Pożar lasu na pograniczu Kolna i Myśliborskich Holendrów, w gminie Golina, gasili dzisiaj strażacy z PSP w Koninie oraz OSP z gminy Golina. Ratownicy dziękują kobiecie, która przez kilkanaście minut przy pomocy gaśnic samochodowych, próbowała opanować żywioł. - Jej postawa przyczyniła się do tego, że ogień nie rozprzestrzenił się na większą powierzchnię, a tym samym udało się zapobiec dużemu pożarowi lasu - piszą na swojej stronie druhowie z OSP w Golinie.
Pożar wybuchł w kilkunastoletnim lesie na powierzchni około 2 arów, a wszystko wskazuje na to, że ogień został podłożony.

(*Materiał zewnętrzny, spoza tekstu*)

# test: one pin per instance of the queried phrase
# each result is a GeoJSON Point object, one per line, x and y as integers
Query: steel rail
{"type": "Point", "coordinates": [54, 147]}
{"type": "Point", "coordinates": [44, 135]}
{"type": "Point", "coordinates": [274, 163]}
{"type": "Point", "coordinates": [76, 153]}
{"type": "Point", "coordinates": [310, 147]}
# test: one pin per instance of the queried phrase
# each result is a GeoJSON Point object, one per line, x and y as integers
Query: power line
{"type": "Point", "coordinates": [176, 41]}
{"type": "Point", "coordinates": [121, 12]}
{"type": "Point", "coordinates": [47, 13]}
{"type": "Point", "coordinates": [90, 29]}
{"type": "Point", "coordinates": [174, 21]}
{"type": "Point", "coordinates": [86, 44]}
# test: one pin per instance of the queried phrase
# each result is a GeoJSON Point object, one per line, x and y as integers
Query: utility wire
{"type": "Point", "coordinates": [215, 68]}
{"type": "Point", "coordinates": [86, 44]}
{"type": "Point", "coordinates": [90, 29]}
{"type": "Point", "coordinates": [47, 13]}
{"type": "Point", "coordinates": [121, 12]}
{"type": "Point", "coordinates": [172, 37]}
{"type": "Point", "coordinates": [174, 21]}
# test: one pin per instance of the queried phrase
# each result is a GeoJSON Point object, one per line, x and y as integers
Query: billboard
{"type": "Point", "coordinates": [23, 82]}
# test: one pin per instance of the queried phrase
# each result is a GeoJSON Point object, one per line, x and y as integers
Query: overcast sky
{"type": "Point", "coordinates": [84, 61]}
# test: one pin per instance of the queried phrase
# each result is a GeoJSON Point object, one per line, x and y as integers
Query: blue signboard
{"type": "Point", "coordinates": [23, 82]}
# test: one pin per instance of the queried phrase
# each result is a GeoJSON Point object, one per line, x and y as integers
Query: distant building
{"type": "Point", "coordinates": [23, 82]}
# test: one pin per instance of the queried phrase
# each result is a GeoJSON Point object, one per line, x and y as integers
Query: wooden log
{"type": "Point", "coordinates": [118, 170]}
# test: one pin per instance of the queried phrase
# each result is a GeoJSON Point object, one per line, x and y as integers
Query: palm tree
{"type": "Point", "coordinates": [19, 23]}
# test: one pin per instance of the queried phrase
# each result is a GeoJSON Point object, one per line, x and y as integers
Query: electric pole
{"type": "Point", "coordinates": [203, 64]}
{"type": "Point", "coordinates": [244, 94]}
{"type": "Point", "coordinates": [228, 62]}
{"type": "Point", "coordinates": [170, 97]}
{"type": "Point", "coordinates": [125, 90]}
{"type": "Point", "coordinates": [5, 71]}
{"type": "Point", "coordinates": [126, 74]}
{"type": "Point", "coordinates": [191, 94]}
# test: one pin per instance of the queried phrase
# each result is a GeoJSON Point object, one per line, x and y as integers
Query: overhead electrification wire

Ponad 1,5 hektara znajduje się w bezpośrednim sąsiedztwie zabudowań oraz kilkudziesięciu hektarów kompleksu leśnego po drugiej stronie drogi.
„Na wielkie uznanie i podziękowania zasługuje bohaterska postawa kobiety, która przez kilkanaście minut, przy pomocy gaśnic samochodowych oraz tego co miała pod ręka, gasiła pożar. Wyczerpana kobieta jedyne o co poprosiła, to o butelkę wody. Jej postawa przyczyniła się do tego, że ogień nie rozprzestrzenił się na większą powierzchnię, a tym samym udało się zapobiec dużemu pożarowi lasu” - piszą ochotnicy z Goliny.